Babesiosis is a socioeconomically important disease of humans and other animals caused by tick-borne apicomplexans of the genus Babesia. This disease can have a major, adverse economic impact on the health and productivity of livestock animals, particularly ruminants, as a consequence death, reduced meat and milk production, increased sterility and abortion rates and/or costs associated with treatment or prevention (Bock et al., 2004, Uilenberg, 2006, Schnittger et al., 2012), and is an ongoing problem, particularly in tropical and subtropical regions of Australia, Asia, Africa and the Americas. Most economic impact worldwide appears to relate to babesiosis of cattle (Schnittger et al., 2012, Gohil et al., 2013), caused by Babesia bovis, B. bigemina and/or B. divergens, but the socioeconomic importance of babesiosis in small ruminants is also acknowledged to be considerable (Uilenberg, 2006). The main causative agents of sheep and goats are B. ovis, B. motasi and B. crassa, transmitted by ticks of the genera Rhipicephalus and Haemaphysalis (Uilenberg, 2006), each of which can cause relatively severe disease. However, in China, other distinct taxa of Babesia have been reported in small ruminants. For instance, Babesia sp. Lintan (Bl) (Guan et al., 2002) and Babesia sp. Xinjiang (Bx) (Guan et al., 2001) have been recorded; these taxa have marked differences in vector specificity, virulence and pathogenicity (Liu et al., 2007). Interestingly, while the former taxon (Bl) is transmitted by Haemaphysalis spp. and causes mild to severe disease, the latter (Bx) is transmitted by Hyalomma anatolicum and usually relates to subclinical infection (Liu et al., 2007).
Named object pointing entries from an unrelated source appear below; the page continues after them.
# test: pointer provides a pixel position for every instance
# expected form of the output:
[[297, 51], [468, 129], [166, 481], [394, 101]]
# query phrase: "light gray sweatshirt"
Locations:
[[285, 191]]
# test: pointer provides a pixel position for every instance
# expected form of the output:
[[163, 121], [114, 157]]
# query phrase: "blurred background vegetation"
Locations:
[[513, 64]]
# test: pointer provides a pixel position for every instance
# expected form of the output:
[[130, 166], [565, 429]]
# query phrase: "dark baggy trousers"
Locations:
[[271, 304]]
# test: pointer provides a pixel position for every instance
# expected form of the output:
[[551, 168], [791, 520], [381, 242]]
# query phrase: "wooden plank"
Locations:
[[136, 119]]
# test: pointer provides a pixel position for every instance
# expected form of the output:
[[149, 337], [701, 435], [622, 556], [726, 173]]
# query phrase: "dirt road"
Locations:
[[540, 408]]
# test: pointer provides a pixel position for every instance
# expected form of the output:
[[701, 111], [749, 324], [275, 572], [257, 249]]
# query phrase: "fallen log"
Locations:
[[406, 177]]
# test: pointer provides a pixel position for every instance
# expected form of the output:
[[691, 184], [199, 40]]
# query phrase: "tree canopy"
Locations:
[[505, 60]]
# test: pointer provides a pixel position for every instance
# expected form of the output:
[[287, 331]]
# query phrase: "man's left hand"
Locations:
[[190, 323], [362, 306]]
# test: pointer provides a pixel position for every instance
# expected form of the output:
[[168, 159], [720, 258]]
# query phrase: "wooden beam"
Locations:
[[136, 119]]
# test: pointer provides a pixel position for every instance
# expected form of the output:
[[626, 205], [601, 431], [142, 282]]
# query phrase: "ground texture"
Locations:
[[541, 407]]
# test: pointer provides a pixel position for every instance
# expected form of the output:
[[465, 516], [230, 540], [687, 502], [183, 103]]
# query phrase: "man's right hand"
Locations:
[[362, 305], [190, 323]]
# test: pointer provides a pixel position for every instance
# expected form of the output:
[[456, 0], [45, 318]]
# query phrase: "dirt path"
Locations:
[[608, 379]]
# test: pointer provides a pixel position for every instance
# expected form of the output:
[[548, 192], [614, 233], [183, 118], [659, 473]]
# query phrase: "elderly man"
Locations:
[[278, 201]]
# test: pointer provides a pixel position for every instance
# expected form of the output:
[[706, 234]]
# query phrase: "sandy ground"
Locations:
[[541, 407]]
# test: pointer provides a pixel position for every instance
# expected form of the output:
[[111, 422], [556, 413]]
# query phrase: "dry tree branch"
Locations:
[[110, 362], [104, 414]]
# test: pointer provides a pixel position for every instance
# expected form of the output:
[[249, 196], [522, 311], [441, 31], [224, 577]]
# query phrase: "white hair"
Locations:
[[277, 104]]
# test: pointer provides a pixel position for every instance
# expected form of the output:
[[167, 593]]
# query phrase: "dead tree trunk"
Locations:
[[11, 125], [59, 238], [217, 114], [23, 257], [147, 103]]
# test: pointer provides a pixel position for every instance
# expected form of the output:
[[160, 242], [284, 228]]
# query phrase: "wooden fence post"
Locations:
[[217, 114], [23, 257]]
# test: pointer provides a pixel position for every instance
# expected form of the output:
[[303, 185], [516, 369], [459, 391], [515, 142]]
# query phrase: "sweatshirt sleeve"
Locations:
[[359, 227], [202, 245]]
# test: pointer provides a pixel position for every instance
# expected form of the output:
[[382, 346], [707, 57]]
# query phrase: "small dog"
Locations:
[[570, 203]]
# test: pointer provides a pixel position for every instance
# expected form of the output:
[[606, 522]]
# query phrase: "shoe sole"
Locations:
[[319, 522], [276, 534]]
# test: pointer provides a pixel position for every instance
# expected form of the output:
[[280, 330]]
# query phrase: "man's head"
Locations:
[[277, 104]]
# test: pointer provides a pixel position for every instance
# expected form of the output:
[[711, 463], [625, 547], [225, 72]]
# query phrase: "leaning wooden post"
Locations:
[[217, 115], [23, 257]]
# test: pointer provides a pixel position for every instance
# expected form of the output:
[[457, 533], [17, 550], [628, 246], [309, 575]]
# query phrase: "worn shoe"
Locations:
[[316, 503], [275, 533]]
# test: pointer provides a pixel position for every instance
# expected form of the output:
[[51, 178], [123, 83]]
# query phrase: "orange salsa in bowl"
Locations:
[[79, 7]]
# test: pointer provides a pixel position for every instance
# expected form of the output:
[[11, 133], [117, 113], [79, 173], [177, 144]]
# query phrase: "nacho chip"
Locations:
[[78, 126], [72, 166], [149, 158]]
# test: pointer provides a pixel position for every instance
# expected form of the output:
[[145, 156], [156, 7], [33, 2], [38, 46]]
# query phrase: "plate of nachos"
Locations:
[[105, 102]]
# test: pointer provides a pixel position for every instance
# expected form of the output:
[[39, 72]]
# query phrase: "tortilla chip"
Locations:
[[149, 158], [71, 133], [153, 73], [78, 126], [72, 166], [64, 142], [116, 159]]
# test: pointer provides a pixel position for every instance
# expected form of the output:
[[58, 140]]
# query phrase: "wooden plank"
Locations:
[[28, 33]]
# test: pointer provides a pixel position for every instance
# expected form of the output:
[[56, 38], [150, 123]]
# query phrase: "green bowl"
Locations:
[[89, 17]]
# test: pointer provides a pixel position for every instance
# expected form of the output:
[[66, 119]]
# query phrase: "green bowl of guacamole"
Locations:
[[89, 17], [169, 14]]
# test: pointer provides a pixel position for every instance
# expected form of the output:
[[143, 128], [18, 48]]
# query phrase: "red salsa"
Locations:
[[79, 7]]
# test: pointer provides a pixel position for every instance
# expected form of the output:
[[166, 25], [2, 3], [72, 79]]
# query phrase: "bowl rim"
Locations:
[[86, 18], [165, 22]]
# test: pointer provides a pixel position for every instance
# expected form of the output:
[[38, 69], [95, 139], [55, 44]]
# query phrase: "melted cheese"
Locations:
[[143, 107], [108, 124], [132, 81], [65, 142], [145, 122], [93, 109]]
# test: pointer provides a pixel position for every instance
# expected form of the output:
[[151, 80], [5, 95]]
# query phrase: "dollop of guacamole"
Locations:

Most apicomplexan protists, including Babesia, harbour a plastid-like organelle, termed the apicoplast (ap), which was derived from a secondary endosymbiotic event with green algae (McFadden, 2011). This unique organelle is believed to play a critical role in essential metabolism of the parasite, including the synthesis of fatty acids, haem, iron-sulphur clusters and isoprenoids (Fichera and Roos, 1997, Vaishnava and Striepen, 2006, van Dooren and Striepen, 2013). Therefore, the ap genome represents a target for drugs against apicomplexans (Wiesner et al., 2008, Chakraborty, 2016). These ap genomes also provide data sets to explore the taxonomy and evolutionary relationships of apicomplexans.

However, there is surprisingly little information on ap genomes of apicomplexans and none for Babesia taxa of small ruminants. To date, complete ap genomes have been sequenced and/or characterised for B. bovis, B. orientalis, B. microti, Cyclospora cayetanensis, Eimeria tenella, Leucocytozoon caulleryi, Plasmodium chabaudi chabaudi, Theileria parva, Th. equi and Toxoplasma gondii (Table 1). While most of these studies used PCR and/or cloning-based approaches (Cai et al., 2003, Sato et al., 2013, Garg et al., 2014, Imura et al., 2014, Huang et al., 2015), some have utilized direct, deep sequencing of total genomic DNA (Gardner et al., 2005, Brayton et al., 2007, Kappmeyer et al., 2012, Tang et al., 2015).

In present study, Illumina technology was used to sequence the ap genomes of Bl and Bx directly from genomic DNA and a customised bioinformatics approach to annotated them. A phylogenetic analysis of the ap genomic data sets was conducted to assess the relationships of Bl and Bx with other apicomplexan parasites for which complete ap genomic data were publicly available. The results of the present study suggest that the sequencing-bioinformatic approach should be readily applicable to other protists of veterinary importance.